Capturing the Hybrid Palladium(I)-Radical Pair in Sterically Encumbered Xantphos-Palladium Compounds

Understanding and controlling one-electron chemistry in palladium (Pd) coordination compounds can unlock reactivity that is inaccessible to ground-state Pd chemistry. One burgeoning area involves the photochemical excitation of a Pd0 catalyst to activate alkyl halides – substrates that are traditionally challenging to activate thermally, and Pd compounds supported by wide bite-angle diphosphines such as Xantphos are privileged catalysts in this realm. Mononuclear PdI halide compounds supported by such ligands are proposed as key intermediates formed during photoexcitation of Pd0 species, however, no examples of isolated mononuclear PdI halide compounds have been reported to date. Herein, we report that a Xantphos ligand (tBuXantphos) with tert-butyl substituents on the P atoms enables the isolation and full spectroscopic characterization of neutral, three-coordinate PdI-chloride and -bromide compounds as crystalline solids. Furthermore, the corresponding Pd0 complex is capable of cleaving C–X bonds in alkyl halides upon photoexcitation with visible light, forming the respective PdI halide species.
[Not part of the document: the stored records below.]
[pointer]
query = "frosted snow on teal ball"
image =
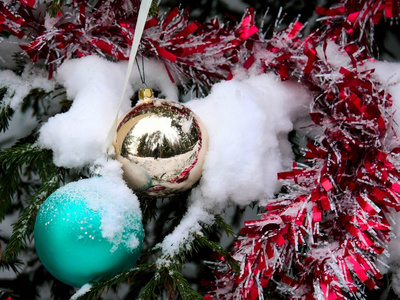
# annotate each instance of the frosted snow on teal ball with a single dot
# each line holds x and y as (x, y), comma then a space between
(88, 230)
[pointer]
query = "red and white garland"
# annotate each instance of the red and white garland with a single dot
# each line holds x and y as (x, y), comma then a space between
(322, 239)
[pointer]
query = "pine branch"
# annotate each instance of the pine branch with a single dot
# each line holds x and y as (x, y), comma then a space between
(12, 163)
(23, 228)
(13, 266)
(55, 8)
(205, 242)
(174, 283)
(5, 112)
(103, 285)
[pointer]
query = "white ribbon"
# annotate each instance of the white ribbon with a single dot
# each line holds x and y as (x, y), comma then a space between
(141, 22)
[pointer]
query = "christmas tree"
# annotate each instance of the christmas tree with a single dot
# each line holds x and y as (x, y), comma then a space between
(264, 163)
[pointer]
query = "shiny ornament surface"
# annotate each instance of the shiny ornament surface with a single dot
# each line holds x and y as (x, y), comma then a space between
(70, 243)
(162, 146)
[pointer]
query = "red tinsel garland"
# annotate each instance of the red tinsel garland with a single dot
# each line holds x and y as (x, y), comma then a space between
(322, 239)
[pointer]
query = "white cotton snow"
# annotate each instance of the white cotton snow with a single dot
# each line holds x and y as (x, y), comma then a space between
(116, 204)
(18, 87)
(80, 136)
(248, 122)
(388, 74)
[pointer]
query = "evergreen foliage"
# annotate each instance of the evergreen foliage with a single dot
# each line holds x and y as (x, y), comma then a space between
(28, 176)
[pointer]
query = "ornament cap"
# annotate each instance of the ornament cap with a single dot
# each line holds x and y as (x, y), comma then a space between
(145, 94)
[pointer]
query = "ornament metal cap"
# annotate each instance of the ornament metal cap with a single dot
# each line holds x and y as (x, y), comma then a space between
(145, 94)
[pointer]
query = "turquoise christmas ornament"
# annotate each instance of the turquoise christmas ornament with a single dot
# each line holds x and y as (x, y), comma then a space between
(88, 230)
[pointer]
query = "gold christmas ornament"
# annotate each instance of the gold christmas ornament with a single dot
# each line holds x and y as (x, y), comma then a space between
(161, 145)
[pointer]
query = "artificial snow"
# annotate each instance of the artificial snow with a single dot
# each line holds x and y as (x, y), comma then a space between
(247, 120)
(18, 87)
(81, 135)
(248, 124)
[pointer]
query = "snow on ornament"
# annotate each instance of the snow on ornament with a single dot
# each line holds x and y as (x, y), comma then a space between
(162, 146)
(88, 230)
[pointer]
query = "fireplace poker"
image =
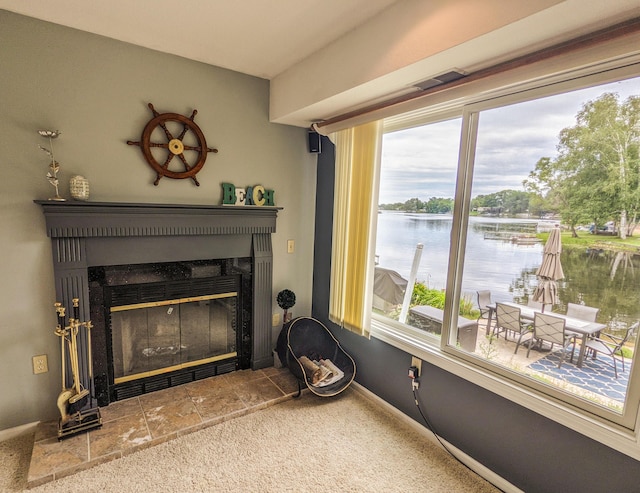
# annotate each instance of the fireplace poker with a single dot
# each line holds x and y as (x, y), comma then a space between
(71, 400)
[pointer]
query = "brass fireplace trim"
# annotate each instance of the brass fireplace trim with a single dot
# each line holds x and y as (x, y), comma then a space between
(153, 304)
(169, 369)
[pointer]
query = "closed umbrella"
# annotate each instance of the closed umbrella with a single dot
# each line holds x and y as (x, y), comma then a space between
(389, 285)
(549, 271)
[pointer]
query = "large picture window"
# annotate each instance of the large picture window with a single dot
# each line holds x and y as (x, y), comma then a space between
(499, 178)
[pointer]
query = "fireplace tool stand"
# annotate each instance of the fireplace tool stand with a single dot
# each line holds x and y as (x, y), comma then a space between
(72, 400)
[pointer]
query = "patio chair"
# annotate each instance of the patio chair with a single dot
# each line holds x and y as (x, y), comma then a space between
(551, 329)
(612, 345)
(484, 300)
(536, 305)
(582, 312)
(508, 319)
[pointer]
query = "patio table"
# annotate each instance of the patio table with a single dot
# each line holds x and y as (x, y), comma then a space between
(582, 328)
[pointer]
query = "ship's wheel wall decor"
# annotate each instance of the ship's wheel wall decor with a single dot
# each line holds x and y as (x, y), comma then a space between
(173, 145)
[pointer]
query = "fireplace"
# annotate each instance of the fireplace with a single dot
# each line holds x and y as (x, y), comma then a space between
(175, 293)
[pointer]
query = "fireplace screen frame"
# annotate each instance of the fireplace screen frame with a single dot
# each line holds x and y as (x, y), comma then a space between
(123, 285)
(148, 340)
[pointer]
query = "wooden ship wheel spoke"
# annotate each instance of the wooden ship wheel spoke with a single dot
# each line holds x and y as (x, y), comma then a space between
(175, 146)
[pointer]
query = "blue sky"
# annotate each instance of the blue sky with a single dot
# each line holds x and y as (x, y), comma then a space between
(421, 162)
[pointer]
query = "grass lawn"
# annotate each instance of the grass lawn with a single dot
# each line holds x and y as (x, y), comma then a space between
(587, 240)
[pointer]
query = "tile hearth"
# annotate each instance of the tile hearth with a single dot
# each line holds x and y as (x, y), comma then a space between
(133, 424)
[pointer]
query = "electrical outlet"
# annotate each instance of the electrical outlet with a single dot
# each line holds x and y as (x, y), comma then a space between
(40, 364)
(417, 362)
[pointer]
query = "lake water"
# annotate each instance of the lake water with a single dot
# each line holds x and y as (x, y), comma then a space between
(507, 268)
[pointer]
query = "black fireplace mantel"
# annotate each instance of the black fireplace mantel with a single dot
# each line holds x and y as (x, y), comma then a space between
(113, 219)
(89, 234)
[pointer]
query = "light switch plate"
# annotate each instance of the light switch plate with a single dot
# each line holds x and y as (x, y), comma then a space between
(40, 364)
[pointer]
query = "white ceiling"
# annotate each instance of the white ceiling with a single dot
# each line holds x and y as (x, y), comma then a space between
(327, 57)
(257, 37)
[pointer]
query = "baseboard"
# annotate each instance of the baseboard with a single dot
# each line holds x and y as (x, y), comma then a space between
(470, 462)
(17, 431)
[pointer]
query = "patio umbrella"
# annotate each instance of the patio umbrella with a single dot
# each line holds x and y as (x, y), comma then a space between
(389, 285)
(549, 271)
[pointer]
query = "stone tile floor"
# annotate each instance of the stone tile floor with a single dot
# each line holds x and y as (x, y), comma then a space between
(133, 424)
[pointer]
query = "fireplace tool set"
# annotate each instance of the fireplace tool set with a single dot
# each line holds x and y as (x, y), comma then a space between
(72, 400)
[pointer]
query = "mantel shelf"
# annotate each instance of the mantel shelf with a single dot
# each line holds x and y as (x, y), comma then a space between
(116, 219)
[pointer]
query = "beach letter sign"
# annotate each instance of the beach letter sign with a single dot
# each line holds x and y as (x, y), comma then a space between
(255, 195)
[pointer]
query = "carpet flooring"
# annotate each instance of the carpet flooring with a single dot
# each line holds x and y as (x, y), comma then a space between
(346, 443)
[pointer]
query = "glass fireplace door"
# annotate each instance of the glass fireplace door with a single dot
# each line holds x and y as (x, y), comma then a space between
(158, 337)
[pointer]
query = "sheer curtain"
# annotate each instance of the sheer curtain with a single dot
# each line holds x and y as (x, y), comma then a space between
(354, 218)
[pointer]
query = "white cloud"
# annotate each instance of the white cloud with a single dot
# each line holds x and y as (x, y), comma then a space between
(422, 162)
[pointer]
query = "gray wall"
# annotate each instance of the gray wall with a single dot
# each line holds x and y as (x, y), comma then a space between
(95, 90)
(533, 453)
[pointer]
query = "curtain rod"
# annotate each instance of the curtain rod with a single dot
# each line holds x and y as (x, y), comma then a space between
(630, 26)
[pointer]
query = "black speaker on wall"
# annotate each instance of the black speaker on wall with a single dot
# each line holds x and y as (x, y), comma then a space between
(314, 142)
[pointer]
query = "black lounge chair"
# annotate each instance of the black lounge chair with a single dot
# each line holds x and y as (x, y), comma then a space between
(305, 341)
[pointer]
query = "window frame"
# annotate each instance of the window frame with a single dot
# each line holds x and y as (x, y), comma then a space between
(618, 431)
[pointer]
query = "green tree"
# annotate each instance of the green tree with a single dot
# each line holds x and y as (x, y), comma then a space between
(596, 173)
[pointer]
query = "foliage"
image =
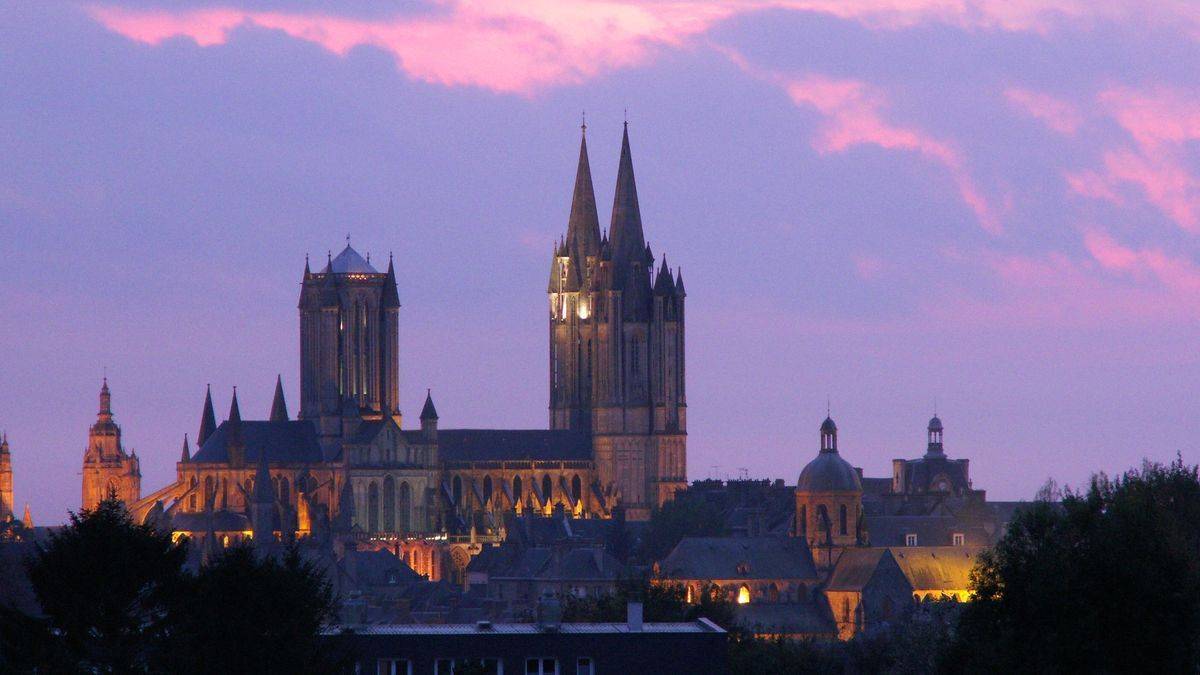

This provides definitive experimental evidence for this elementary step, nearly thirty years after the original proposal by Suzuki and Miyaura. In addition, a PdII monomethyl compound supported by the same ligand framework undergoes Pd-C bond homolysis under visible light irradiation to form the same PdI halide species. Finally, the reactivity difference between the bulky tBuXantphos and less sterically hindered diarylether-based diphosphines was examined in model stoichiometric and catalytic reactions. Overall, these findings provide unambiguous experimental evidence for the role of PdI compounds as critical intermediates in photochemical palladium chemistry.